3. Clustering methods - ZYL-Harry/Machine_Learning_study GitHub Wiki
Foreword
- K-means and K-medoids methods:
Clusters are groups of data characterized by a small distance to the cluster center. An objective function, typically the sum of the distance to a set of putative cluster centers, is optimized until the best cluster centers candidates are found.Problem: these approaches are not able to detect nonspherical clusters because a data point is always assigned to the nearest center; Choosing an appropriate threshold can be non-trivial as well.
- Distribution-based methods:
These methods attempt to reproduce the observed realization of data points as a mix of predefined probability distribution functions.Problem: the accuracy of such methods depends on the capability of the trial probability to represent the data.

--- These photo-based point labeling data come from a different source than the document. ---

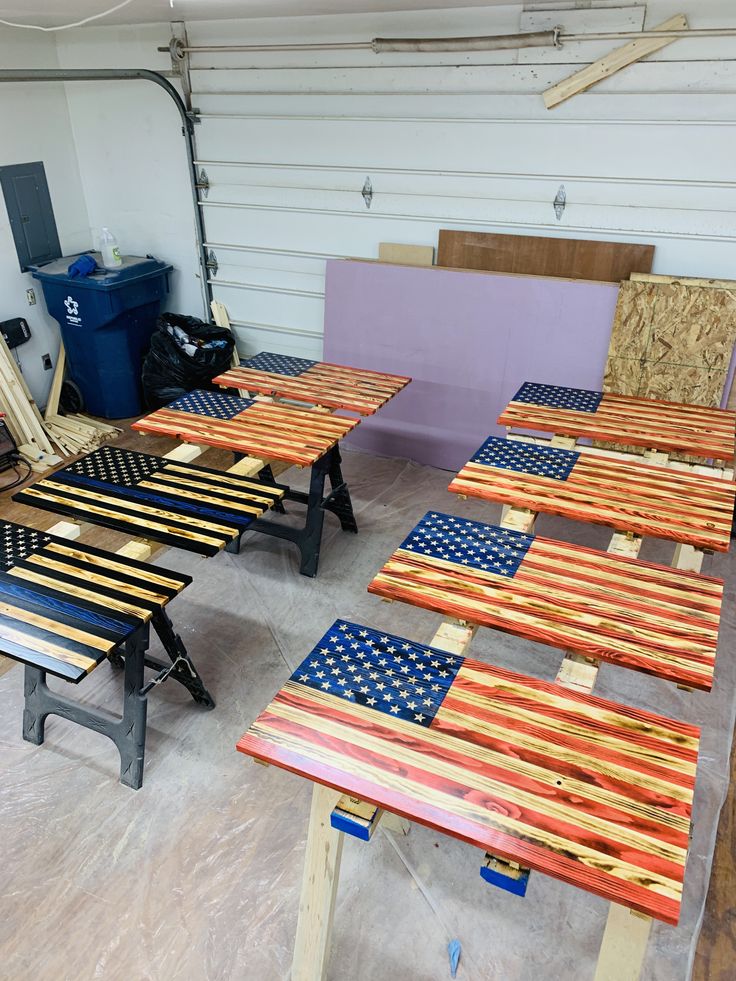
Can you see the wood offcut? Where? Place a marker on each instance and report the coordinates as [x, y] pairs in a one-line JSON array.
[[638, 615], [582, 789], [534, 255]]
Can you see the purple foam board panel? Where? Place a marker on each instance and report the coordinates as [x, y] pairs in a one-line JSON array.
[[468, 339]]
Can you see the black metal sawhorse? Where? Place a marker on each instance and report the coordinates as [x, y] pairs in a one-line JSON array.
[[308, 538], [129, 731]]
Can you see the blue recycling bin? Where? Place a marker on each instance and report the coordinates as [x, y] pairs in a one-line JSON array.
[[106, 322]]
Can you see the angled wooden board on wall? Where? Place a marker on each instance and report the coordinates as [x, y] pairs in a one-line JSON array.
[[607, 262]]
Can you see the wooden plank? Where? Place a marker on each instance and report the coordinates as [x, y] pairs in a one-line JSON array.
[[638, 615], [65, 606], [624, 945], [52, 405], [612, 63], [319, 383], [585, 790], [221, 318], [714, 284], [180, 504], [406, 255], [319, 889], [672, 342], [13, 377], [540, 256], [264, 430]]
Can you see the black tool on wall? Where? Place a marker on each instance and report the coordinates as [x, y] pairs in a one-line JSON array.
[[15, 331]]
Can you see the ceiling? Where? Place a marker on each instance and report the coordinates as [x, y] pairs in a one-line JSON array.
[[48, 13]]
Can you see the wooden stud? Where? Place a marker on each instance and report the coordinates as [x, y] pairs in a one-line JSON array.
[[52, 404], [612, 63], [406, 255], [221, 318], [319, 889], [624, 945]]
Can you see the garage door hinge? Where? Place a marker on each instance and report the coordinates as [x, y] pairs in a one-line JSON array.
[[560, 202], [367, 192]]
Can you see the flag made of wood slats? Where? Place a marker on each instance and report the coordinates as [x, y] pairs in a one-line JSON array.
[[260, 429], [637, 497], [334, 386], [669, 426], [65, 606], [179, 504], [594, 793], [638, 615]]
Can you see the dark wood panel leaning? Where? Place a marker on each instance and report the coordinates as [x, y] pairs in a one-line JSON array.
[[668, 426], [64, 606], [570, 258], [647, 500], [585, 790], [639, 615]]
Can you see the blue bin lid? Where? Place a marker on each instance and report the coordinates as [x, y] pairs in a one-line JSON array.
[[134, 269]]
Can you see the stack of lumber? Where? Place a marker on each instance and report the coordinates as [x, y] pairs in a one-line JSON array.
[[38, 436]]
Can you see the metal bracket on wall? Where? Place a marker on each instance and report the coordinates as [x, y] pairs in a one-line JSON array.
[[203, 182], [180, 59], [560, 202], [367, 192]]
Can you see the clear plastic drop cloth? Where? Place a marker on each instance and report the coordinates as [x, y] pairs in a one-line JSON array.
[[196, 876]]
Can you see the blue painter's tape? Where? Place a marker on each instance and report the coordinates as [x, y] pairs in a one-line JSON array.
[[507, 882]]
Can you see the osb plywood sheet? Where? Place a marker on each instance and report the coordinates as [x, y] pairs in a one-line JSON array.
[[671, 341], [607, 262]]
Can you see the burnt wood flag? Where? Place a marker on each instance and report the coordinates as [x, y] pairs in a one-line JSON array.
[[635, 614], [334, 386], [637, 497], [179, 504], [668, 426], [585, 790], [65, 606], [261, 429]]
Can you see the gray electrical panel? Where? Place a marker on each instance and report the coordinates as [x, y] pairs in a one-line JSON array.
[[30, 212]]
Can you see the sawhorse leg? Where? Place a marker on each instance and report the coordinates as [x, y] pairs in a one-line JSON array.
[[128, 733], [309, 538], [319, 889]]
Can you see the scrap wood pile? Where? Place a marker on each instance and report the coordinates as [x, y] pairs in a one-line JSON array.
[[39, 437]]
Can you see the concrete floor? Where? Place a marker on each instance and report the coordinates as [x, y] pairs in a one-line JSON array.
[[196, 876]]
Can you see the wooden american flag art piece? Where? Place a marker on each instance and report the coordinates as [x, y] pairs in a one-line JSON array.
[[65, 606], [179, 504], [585, 790], [651, 618], [263, 429], [669, 426], [630, 497], [334, 386]]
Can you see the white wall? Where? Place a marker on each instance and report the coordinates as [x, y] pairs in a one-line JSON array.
[[35, 126], [447, 141], [132, 154]]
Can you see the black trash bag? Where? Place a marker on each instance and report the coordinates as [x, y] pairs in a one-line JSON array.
[[186, 353]]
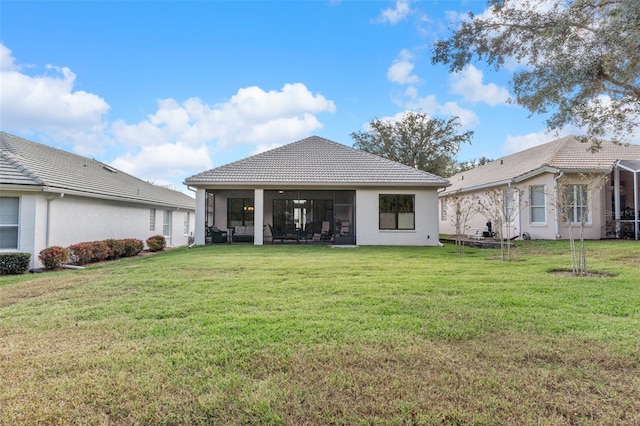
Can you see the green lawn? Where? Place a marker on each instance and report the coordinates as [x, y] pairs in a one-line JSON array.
[[297, 334]]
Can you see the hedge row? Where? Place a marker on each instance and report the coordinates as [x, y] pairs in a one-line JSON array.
[[14, 263], [89, 252]]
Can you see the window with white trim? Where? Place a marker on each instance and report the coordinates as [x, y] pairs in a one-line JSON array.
[[152, 219], [396, 211], [537, 204], [443, 209], [166, 223], [576, 199], [9, 222], [186, 223]]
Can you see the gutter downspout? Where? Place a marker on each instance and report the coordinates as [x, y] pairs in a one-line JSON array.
[[555, 196], [635, 197], [48, 225]]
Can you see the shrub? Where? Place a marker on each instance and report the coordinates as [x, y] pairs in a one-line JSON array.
[[14, 263], [54, 257], [132, 247], [89, 252], [156, 243], [116, 248]]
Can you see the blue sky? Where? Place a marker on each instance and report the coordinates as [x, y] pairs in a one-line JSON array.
[[167, 89]]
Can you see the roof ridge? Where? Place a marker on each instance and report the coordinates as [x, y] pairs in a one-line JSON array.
[[561, 144], [10, 157]]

- DBSCAN (Density-based Spatial Clustering of Applications with Noise):
DBSCAN can produces clusters with an arbitrary shape. It chooses a density threshold (ε), discards as noise the points in regions with densities lower than this threshold (MinPts), and assigns to different clusters disconnected regions of high density.Problem: choosing an appropriate threshold can be non-trivial.
- Mean shift:
Each cluster is defined as a set of points that converge to the same local maximum of the density distribution function. This method can find nonspherical clusters.Problem: working only for data defined by a set of coordinates and is computationally costly.